Jayson Tatum’s outside shot was nonexistent, and he wasn’t getting the calls he’s used to around the basket, Jaylen Brown was ice-cold until the 4th quarter, Horford was underplayed, Udoka’s play-calling was lackluster, and Marcus Smart had a negative offensive impact. Let’s talk about the latter.
Through five regular-season games, Smart has been an abysmal offensive player. He’s averaging 7.4 points, 4.8 assists, and 2.4 turnovers per game on 25/23/100 splits. There are a couple of reasons for Smart’s poor production.
For one, he’s shooting an alarming amount of jumpers. He’s driving the ball just 5.8 times per game while shooting 6.8 threes per game. Smart’s an okay shooter, but he’s a much better post-up player and a very creative player around the rim. He’s strong, has a good finishing touch, and has better vision, which, in theory, would make him a perfect partner with Robert Williams and Al Horford.
But, we’ve yet to see Smart integrate his passing game into his driving game and is instead settling for “bad shots.”
As one of the veterans on the team that just signed a massive extension, it’s on Smart to know himself and understand which shots he should be taking versus which ones he shouldn’t. However, I do believe he’s being misused.

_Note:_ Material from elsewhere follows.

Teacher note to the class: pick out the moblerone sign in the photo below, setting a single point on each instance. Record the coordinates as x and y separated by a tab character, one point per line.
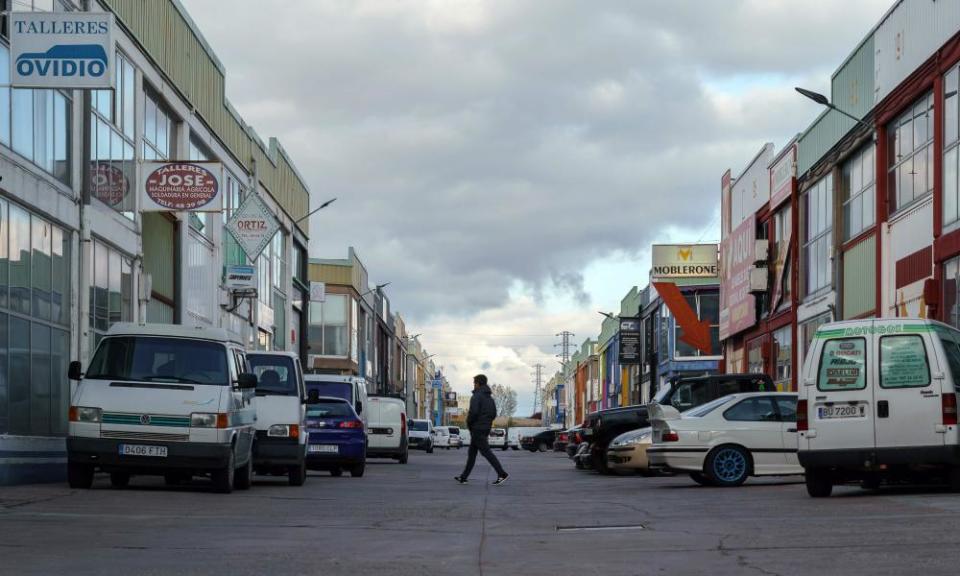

I’m not going to grill Ime Udoka for not having every Celtics player in the perfect role to succeed. The beginning of the season will likely have a lot of road bumps as he figures out who is best suited to do what, but some things feel like apparent fixes. Smart’s role is one of those fixes.
Last season, Smart ranked fourth in pick and roll ball handler frequency on the Celtics at 23%. The year before that, he ranked fourth at 24%. This season, he ranks fourth again, but his percentage has dropped to 16%.
And he’s not the only one. Tatum and Brown have dipped well below 20%, while Schroder leads the team at 36%. Schroder is a terrific ball-handler and deserves a high possession count, but Udoka has poorly distributed reps amongst his starters.
One of Udoka’s first points of emphasis, when he joined the Boston Celtics, was that he wanted to institute better ball movement. The Celtics have been a noticeably better passing team, but they aren’t accomplishing that feat behind their best players and instead rely on their connectors to move the defense. This is great to watch when everyone hits their shots, but it’s also an easy way to ice Tatum and Brown and an easier way to get Smart in the wrong headspace.
I want to see Udoka try to get Smart up to a 25% pick and roll ball handler possession frequency over the next couple of games. Although this puts the ball in Smart’s hands more, which could lead to more bad shots, the opposite could also happen. With the ball in his hand more and a rim runner beside him, and shooters on the outside, Smart will be more inclined to make the play in front of him instead of trying to create it for himself.
I don’t think Smart will be this bad for the remainder of the season, and I do believe Udoka will figure this out eventually. However, the Boston Celtics will struggle until that happens, and their offensive identity will be inconsistent.